Question

How do you factor $5{{n}^{2}}+10n+20$?

Answer 1

Hint: We are given a quadratic equation which has to be solved by the method of factoring the equation. We shall first calculate the discriminant of the given quadratic equation and find out whether it is greater than zero or less than zero. Since, in this case the discriminant would be less than zero, thus we shall find the roots by the formula $x=\dfrac{-b\pm \sqrt{D}}{2a}$.

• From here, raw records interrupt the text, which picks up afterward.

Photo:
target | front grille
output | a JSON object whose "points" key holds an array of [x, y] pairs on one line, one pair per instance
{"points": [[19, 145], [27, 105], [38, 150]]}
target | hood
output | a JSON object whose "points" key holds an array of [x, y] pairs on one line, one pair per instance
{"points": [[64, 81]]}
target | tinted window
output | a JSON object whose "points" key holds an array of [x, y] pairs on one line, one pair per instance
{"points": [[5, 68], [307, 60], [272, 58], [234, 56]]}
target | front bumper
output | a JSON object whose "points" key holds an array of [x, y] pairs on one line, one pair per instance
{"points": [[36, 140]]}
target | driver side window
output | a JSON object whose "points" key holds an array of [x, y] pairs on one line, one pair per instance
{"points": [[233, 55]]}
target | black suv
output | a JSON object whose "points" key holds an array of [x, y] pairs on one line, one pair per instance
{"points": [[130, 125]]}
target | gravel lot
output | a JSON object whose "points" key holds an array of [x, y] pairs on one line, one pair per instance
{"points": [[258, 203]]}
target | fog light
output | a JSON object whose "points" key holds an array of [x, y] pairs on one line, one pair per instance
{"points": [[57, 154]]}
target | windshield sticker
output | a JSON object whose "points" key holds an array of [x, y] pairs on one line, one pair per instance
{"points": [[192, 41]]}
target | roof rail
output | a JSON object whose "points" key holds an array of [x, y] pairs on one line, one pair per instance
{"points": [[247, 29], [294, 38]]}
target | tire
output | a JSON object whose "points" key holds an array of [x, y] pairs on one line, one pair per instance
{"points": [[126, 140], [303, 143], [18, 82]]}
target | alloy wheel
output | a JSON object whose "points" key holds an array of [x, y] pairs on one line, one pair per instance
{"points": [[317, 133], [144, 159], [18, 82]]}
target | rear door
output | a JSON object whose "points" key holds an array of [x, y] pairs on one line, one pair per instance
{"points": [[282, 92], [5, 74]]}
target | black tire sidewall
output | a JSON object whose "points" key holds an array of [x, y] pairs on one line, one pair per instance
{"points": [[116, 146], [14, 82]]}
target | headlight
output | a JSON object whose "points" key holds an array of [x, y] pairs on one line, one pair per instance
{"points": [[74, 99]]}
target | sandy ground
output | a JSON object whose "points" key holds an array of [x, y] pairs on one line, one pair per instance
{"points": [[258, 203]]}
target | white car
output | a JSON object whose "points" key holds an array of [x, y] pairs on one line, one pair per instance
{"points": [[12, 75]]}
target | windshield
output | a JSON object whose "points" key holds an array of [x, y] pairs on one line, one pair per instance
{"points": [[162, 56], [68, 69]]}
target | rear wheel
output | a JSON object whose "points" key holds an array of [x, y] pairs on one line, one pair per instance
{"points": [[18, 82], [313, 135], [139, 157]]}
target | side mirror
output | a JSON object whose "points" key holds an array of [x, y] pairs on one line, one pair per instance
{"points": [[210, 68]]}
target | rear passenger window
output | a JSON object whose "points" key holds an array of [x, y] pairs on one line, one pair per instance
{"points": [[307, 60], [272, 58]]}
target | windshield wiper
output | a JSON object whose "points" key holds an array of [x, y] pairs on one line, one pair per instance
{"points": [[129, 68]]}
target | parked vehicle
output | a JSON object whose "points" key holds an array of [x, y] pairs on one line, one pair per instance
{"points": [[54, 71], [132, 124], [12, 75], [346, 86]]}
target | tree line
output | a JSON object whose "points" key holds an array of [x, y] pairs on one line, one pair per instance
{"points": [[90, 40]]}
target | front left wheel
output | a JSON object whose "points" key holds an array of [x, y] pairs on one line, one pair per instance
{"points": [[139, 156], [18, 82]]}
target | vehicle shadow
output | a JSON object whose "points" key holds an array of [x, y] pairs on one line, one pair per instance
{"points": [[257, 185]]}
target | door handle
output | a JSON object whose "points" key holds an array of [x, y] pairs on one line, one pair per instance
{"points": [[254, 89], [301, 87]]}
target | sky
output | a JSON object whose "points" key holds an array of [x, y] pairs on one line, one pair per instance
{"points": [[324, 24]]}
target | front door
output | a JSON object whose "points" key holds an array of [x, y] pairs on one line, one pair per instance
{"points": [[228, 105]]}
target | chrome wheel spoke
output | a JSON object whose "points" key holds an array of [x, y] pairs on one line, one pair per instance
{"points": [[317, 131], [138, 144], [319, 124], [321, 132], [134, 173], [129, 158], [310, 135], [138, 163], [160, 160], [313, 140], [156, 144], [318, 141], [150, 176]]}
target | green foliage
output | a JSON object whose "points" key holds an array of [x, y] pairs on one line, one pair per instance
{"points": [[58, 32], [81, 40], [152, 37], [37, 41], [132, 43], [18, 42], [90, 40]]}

Complete step by step solution:
There are four methods for solving quadratic equations, namely, factoring method, completing the square method, taking square root method and the last method is solving using the various properties of polynomials.
However, we will use the method of factoring the quadratic equation which makes our calculations simpler.
For any quadratic equation $a{{x}^{2}}+bx+c=0$,
the sum of the roots $=-\dfrac{b}{a}$ and the product of the roots $=\dfrac{c}{a}$.
Thus, for the equation, $5{{n}^{2}}+10n+20$,
$\Rightarrow 5{{n}^{2}}+10n+20=0$
The discriminant of any quadratic equation are given as:
$D={{b}^{2}}-4ac$
Calculating the discriminant of the quadratic equation, we get
$\Rightarrow D={{\left( 10 \right)}^{2}}-4\left( 5 \right)\left( 20 \right)$
$\Rightarrow D=100-400$
$\Rightarrow D=-300$
Since $D<0$, thus we shall use $x=\dfrac{-b\pm \sqrt{D}}{2a}$ for finding the roots.
The roots are given as:
$n=\dfrac{-10\pm \sqrt{-300}}{2\left( 5 \right)}$
We know that $\sqrt{-1}=\iota $, thus substituting this iota, we get
$\Rightarrow n=\dfrac{-10\pm 10\sqrt{3}\iota }{10}$
$\Rightarrow n=\dfrac{-1\pm \sqrt{3}\iota }{1}$
$\Rightarrow n=-1\pm \sqrt{3}\iota $
$\Rightarrow n=-1+\iota \sqrt{3}$ and $n=-1-\iota \sqrt{3}$
Therefore, the roots of the equation are $n=-1+\iota \sqrt{3},-1-\iota \sqrt{3}$

Note: We must always remember that if the discriminant of the quadratic equation is less than zero, then that quadratic equation can never be factorized and it would always have unreal and complex roots. The unreal and complex roots always occur in pairs where both the roots are conjugates.